What is an essential oil?
Essential oil is derived from aromatic plants, herbs,
flowers or trees using a process of water, steam or dry distillation.
An essential oil or essence is a highly concentrated substance: it
takes a large quantity of raw plant material to produce a single drop.
Like all commercially available items essential oils
vary dramatically in quality and content. Cheaper oils may be
adulterated or extended by the addition of synthetic substances or
other oils. Some oils are organically produced and some are not; some
are quality controlled by laboratory testing and some are never
checked. Always purchase essential oils from a reputable source.
Lavender is a particular problem as many essential oils called simply
Lavender are not extracted from Lavender (Lavandula angustifolia)
Unlike ordinary vegetable
oils, such as olive oil, essential oils are non-oily and highly
volatile: they will evaporate if left in the open air. The chemistry of
essential oils is complex. Most consist of hundreds of components
including terpenes, alcohols, aldehydes and esters. The relative
quantities of constituent chemicals will vary between extraction
processes. Using an essential oil of the same botanical origin from two
different sources does not guarantee the same results.
As complex substances, they can have complex effects on
the human body. Lavender,
for instance, is thought to provide antiseptic, antibacterial,
antibiotic, antidepressant, analgesic, decongestant and sedative
effects. Moreover, due to their molecular structure, and lipophylic
nature they can be absorbed directly into the bloodstream through the
skin.

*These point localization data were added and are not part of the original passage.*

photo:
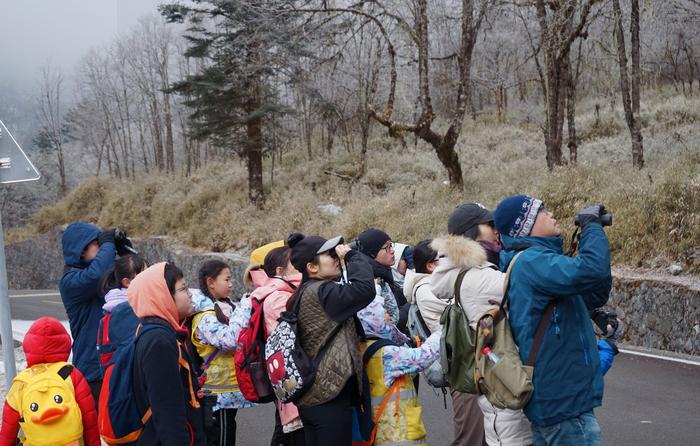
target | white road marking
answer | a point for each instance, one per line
(36, 295)
(664, 358)
(20, 327)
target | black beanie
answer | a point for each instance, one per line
(304, 249)
(466, 218)
(371, 241)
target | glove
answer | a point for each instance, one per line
(606, 353)
(415, 342)
(106, 237)
(607, 325)
(590, 214)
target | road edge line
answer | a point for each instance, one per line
(664, 358)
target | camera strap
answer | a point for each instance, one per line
(574, 242)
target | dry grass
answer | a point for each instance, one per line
(656, 210)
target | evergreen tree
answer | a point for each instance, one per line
(244, 46)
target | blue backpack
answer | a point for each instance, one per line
(362, 418)
(119, 419)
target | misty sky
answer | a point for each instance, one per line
(33, 32)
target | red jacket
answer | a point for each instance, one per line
(47, 341)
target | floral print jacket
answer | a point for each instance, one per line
(225, 337)
(402, 359)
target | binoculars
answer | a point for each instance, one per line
(123, 243)
(605, 219)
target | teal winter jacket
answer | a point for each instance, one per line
(567, 376)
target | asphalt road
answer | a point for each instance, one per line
(647, 401)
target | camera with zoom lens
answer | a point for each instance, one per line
(605, 219)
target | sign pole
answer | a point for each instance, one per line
(5, 317)
(15, 167)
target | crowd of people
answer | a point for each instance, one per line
(141, 330)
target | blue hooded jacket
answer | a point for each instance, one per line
(80, 296)
(567, 376)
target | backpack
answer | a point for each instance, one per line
(290, 369)
(363, 423)
(118, 418)
(44, 396)
(417, 327)
(457, 344)
(506, 383)
(115, 327)
(249, 358)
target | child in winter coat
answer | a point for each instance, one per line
(164, 378)
(216, 326)
(273, 285)
(395, 406)
(88, 253)
(51, 400)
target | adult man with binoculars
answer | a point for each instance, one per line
(87, 253)
(547, 284)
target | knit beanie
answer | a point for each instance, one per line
(304, 249)
(371, 241)
(515, 216)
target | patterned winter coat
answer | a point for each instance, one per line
(209, 331)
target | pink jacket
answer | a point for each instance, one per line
(276, 292)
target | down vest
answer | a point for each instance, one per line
(482, 290)
(325, 305)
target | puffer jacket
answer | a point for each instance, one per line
(482, 287)
(567, 378)
(47, 341)
(163, 372)
(79, 294)
(481, 291)
(418, 291)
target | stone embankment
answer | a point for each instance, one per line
(660, 311)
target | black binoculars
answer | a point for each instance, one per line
(123, 243)
(605, 219)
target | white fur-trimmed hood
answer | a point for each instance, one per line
(457, 253)
(462, 252)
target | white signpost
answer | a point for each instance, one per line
(15, 167)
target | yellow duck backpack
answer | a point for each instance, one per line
(45, 399)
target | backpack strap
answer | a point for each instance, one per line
(541, 327)
(415, 290)
(65, 371)
(506, 281)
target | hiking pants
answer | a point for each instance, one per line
(468, 419)
(279, 438)
(330, 423)
(582, 430)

Once inside the body some of these compounds mimic the
effect of our hormones, so special care should be taken using essential
oils whilst pregnant, even in the very early stages of pregnancy.
Essential oils also reach the bloodstream as a result of
the aromatic molecules being inhaled. In the lungs, they pass through
the tiny air sacs to the surrounding blood capillaries by the process
of diffusion. Once in the bloodstream the aromatic molecules interact
with the body's chemistry. This effect is known as aromatherapy. Care
should be employed with any therapeutic agent as anything that can
affect the body may cause harm if used inappropriately or without due
understanding of the effects it may have. This article is intended to
provide a brief overview of the health and basic safety concerns for
anybody working regularly with essential oils.